I previously wrote about Wal-Mart de Mexico Plans 100,000 Credit Cards by Year-End — With Interest Rates of 59% to 75%
Well apparently Mexico is now starting to draw some lines about the amount of interest that can be charged. According to the Associated Press, see below. But what is troubling is that language limiting interest rate caps has been removed by the Mexican Senate in committee. Let;s hope it can be put back in. If not, people from Mexico may find themselves fleeing across the border to the United States, just to get more reasonable credit card interest rates.
MEXICO CITY — Millions of first-time credit card holders remade Mexico in recent years, buying everything from diapers to DVD players on credit and spurring a boom in consumer spending and bank profits.
Many now regret it: With interest rates, commissions and fees topping 100 percent a year, delinquencies have soared as the global economic crisis boosts unemployment and leads banks to raise rates even more.
“There’s no way out,” said Manuel Correa, a Mexico City messenger who saw his minimum monthly payments quadruple to 1,500 pesos, or $105, when he missed a few after losing his previous job. That amount is a third of his income.
“I’d have to choose between eating, paying the rent or paying the bank,” he said. He chose to eat.
Congressmen, grass roots activists, one of the world’s richest men and even the Roman Catholic Church are now rebelling against the rates, some of the world’s highest and equal to 10 times the top rate banks pay out on deposits.
“Banks are acting with irresponsible voracity, demanding extremely high interest rates which in the end, people won’t be able to pay,” the Catholic Archdiocese of Mexico said in December. Banks’ “insatiable greed” is speeding an economic crisis that may spark social unrest, the church warned.
So great is the anger that Mexico’s conservative governing party has argued in favor of following in the footsteps of leftist Venezuela, which caps credit card interest rates at 33 percent.

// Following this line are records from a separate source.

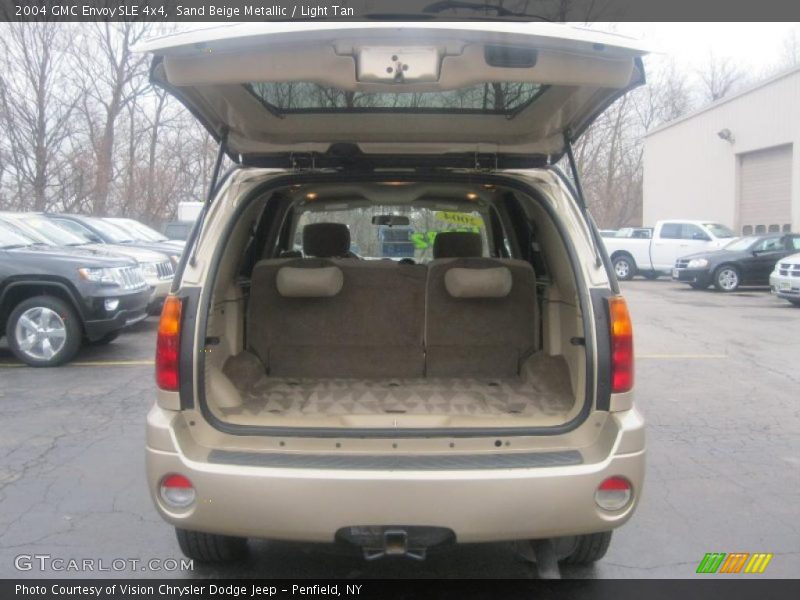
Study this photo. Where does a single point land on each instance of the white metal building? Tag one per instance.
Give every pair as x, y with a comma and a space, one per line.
736, 161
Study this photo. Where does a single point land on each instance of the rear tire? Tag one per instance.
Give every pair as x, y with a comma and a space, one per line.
210, 547
589, 548
727, 278
43, 331
624, 267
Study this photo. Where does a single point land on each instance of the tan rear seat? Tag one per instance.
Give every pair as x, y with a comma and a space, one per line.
329, 317
481, 313
346, 318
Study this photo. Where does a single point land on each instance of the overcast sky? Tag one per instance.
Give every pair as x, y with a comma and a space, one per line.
757, 46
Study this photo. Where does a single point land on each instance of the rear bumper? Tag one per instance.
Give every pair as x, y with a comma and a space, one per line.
479, 505
699, 276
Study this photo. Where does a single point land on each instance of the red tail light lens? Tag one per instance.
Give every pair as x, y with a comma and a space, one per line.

A bill now before the Senate would allow the central bank to limit bank fees and slash interest rates that regulators consider excessive, and to boost transparency by requiring banks to report more detailed information on the rates they charge. A Senate committee last week removed language that would have capped rates.
Among the unlikely suspects supporting rate reductions is Mexican billionaire Carlos Slim, who in December called credit card interest rates “unsustainable, and in the majority of cases, unpayable.”
Slim’s own bank, Inbursa, offers a card for preferred customers that charges 47.7 percent, one of the lower rates around. But the bank is not a big player in the domestic credit card market and critics dismissed Slim’s statements as carping against bigger competitors.
Critics of the bill’s measures warn they will hit the poor hardest, shaving bank margins and making them less likely to lend to anyone with a less than excellent credit history.
“If we set rate ceilings, we are going to leave out a good number of Mexicans, especially poorer people, without access to credit,” said Enrique Castillo, head of the Association of Mexican Banks.
Banks admit that part of the problem was growth in bank and store credit card accounts. Credit had collapsed in the wake of Mexico’s 1994 peso crisis, making it hard to get a card through the end of the decade.